Pekanbaru (Outsiders) – Kemacetan lalu lintas masih menjadi pekerjaan rumah besar di Kota Pekanbaru. Untuk itu, Direktorat Lalu Lintas (Ditlantas) Polda Riau bersama Dinas Perhubungan (Dishub) Provinsi Riau dan Dishub Kota Pekanbaru lakukan Tactical Floor Game (TFG) antisipasi kerawanan lalu lintas usai apel gabungan, Selasa (16/9/2025), di halaman Samsat Jalan Gadjah Mada Pekanbaru.
Apel dipimpin Dirlantas Polda Riau, Kombes Pol Taufiq Lukman Nurhidayat, dengan dihadiri Kadishub Provinsi Riau Andi Yanto, Kadishub Kota Pekanbaru, serta pejabat utama Ditlantas dan Dishub.
Taufiq menegaskan, kegiatan tersebut bukan sekadar formalitas, melainkan wujud nyata kolaborasi lintas instansi untuk mencari solusi kemacetan. “Permasalahan lalu lintas tidak bisa diselesaikan sendiri. Sesuai amanat Undang-Undang Nomor 22 Tahun 2009 tentang Lalu Lintas dan Angkutan Jalan, penyelesaiannya harus melibatkan banyak pihak,” ujarnya.
Menurutnya, forum evaluasi dan strategi ini akan dijadikan agenda rutin agar manfaatnya dapat dirasakan langsung oleh masyarakat.
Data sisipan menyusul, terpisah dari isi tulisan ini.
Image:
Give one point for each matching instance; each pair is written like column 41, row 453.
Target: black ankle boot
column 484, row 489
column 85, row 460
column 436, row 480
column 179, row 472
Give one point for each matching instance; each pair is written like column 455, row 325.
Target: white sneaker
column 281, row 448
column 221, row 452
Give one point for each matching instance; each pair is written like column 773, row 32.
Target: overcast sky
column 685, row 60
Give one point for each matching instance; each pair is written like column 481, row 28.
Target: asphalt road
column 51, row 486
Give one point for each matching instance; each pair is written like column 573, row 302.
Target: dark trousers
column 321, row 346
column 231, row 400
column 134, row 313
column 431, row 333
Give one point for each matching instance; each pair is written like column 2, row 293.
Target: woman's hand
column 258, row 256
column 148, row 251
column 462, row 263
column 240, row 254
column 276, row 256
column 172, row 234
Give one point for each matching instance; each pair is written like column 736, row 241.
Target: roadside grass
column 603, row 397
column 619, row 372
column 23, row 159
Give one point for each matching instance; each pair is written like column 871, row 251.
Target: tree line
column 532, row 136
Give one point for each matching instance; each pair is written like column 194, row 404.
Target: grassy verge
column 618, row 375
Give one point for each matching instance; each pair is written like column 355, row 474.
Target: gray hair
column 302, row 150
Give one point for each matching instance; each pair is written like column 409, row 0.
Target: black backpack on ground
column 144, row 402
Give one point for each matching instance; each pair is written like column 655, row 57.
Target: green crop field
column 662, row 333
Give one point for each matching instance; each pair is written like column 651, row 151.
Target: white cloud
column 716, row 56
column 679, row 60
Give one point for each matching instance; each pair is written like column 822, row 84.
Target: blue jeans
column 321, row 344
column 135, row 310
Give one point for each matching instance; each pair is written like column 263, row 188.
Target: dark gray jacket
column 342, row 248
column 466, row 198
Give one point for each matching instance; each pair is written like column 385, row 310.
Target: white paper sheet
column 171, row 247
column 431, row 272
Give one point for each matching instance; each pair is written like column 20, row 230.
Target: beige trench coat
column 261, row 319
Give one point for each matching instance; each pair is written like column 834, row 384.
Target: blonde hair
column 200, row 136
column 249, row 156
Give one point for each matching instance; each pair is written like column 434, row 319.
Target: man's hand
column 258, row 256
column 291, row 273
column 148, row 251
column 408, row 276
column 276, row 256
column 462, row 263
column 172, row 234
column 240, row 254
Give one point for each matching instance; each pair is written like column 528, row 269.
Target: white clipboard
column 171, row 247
Hal senada disampaikan Kadishub Provinsi Riau, Andi Yanto, yang menilai langkah kolaboratif ini penting untuk menghasilkan kebijakan yang komprehensif.
Kegiatan dilanjutkan dengan TFG yang dipaparkan Kasat Lantas Polresta Pekanbaru, AKP Satrio, berisi strategi antisipasi kemacetan termasuk penggelaran personel di titik rawan. Forum tersebut juga menyepakati apel gabungan dijadikan wadah koordinasi, analisa, dan evaluasi, dengan pola kerja proaktif agar pengaturan lalu lintas di Pekanbaru lebih efektif.